Lewis isn’t the only person in the retail world to approach these off-price appendages with some skepticism. “Of course a ‘poor man’s’ Saks, Macy’s or Nordstrom will attract bargain hunters, but their purchases will be missing the added value ‘experience’ you should get at the mothership,” adds renowned “retail futurist” Howard Saunders, who pens the retail blog 22and5.com.
“Worse, most of us know that an increasing number of the products are ‘outlet only,’ in a sense displaying the ‘poor man’ badge from day one, rather than the savvy ‘loophole’ one,” he adds. “And with the transparency that social media brings to everything it touches, one has to ask how long this can last.”
However, Greller of Hudson’s Bay disagrees with these views and says that Saks OFF 5th shoppers rarely overlap with Saks Fifth Avenue ones. “The Saks OFF 5TH customer is focused on the thrill of the deal. Our off-price shoppers are looking for designer brands at a great value. They come to Saks OFF 5TH to find the latest trends while looking for that special deal they will tell their friends about.
Loeb believes that coexistence between the two models is ultimately symbiotic, which is one of the reasons why these off-price spinoffs are no longer limited to outlet malls. Indeed, they are now more likely to appear within walking distance of a regular store, much like the Bloomingdale’s Outlet flagship that opened on Manhattan’s Upper West Side (not far from the company’s world-famous 59th Street flagship) in November 2015.
“In the case of Macy’s, [Backstage] has added to the traffic in their stores. In the case of the Rack, Nordstrom feels that even if it is close to their main store that the sales have been enhanced for both locations.

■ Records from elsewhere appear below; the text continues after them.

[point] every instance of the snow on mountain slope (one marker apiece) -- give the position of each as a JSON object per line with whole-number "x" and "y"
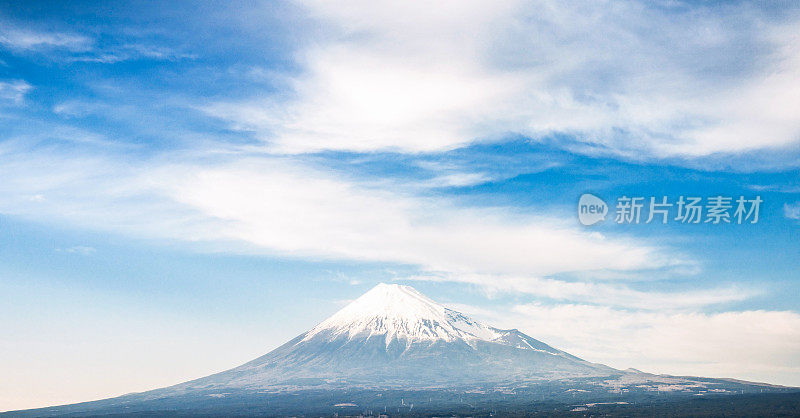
{"x": 401, "y": 313}
{"x": 394, "y": 336}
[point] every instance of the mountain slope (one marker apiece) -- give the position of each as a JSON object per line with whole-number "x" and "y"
{"x": 395, "y": 337}
{"x": 394, "y": 345}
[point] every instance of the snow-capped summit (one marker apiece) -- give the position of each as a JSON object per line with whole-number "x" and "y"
{"x": 399, "y": 312}
{"x": 393, "y": 336}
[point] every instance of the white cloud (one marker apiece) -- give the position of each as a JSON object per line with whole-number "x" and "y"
{"x": 14, "y": 91}
{"x": 284, "y": 207}
{"x": 79, "y": 249}
{"x": 599, "y": 293}
{"x": 792, "y": 211}
{"x": 24, "y": 39}
{"x": 634, "y": 78}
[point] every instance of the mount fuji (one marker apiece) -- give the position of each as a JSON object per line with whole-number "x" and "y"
{"x": 393, "y": 347}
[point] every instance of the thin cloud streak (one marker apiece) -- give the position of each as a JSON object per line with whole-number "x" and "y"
{"x": 402, "y": 77}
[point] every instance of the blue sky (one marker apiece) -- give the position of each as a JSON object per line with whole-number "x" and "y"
{"x": 185, "y": 187}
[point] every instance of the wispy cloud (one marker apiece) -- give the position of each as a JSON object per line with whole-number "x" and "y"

If there is more foot traffic in the area, more customers come and visit them,” says Loeb.
Sandi Jaffe, a sales rep for the men’s sportswear brand Tokyo Laundry, notes that the appeal or shunning of outlets – whether by end consumers or vendors – ultimately comes down to, like almost everything else in fashion and retail, perceived image. “Sometimes it’s a positioning thing,” she says. “It’s a lot better to be in a Saks OFF 5th as opposed to Marshalls.”
Perhaps. But try telling that to Wall Street!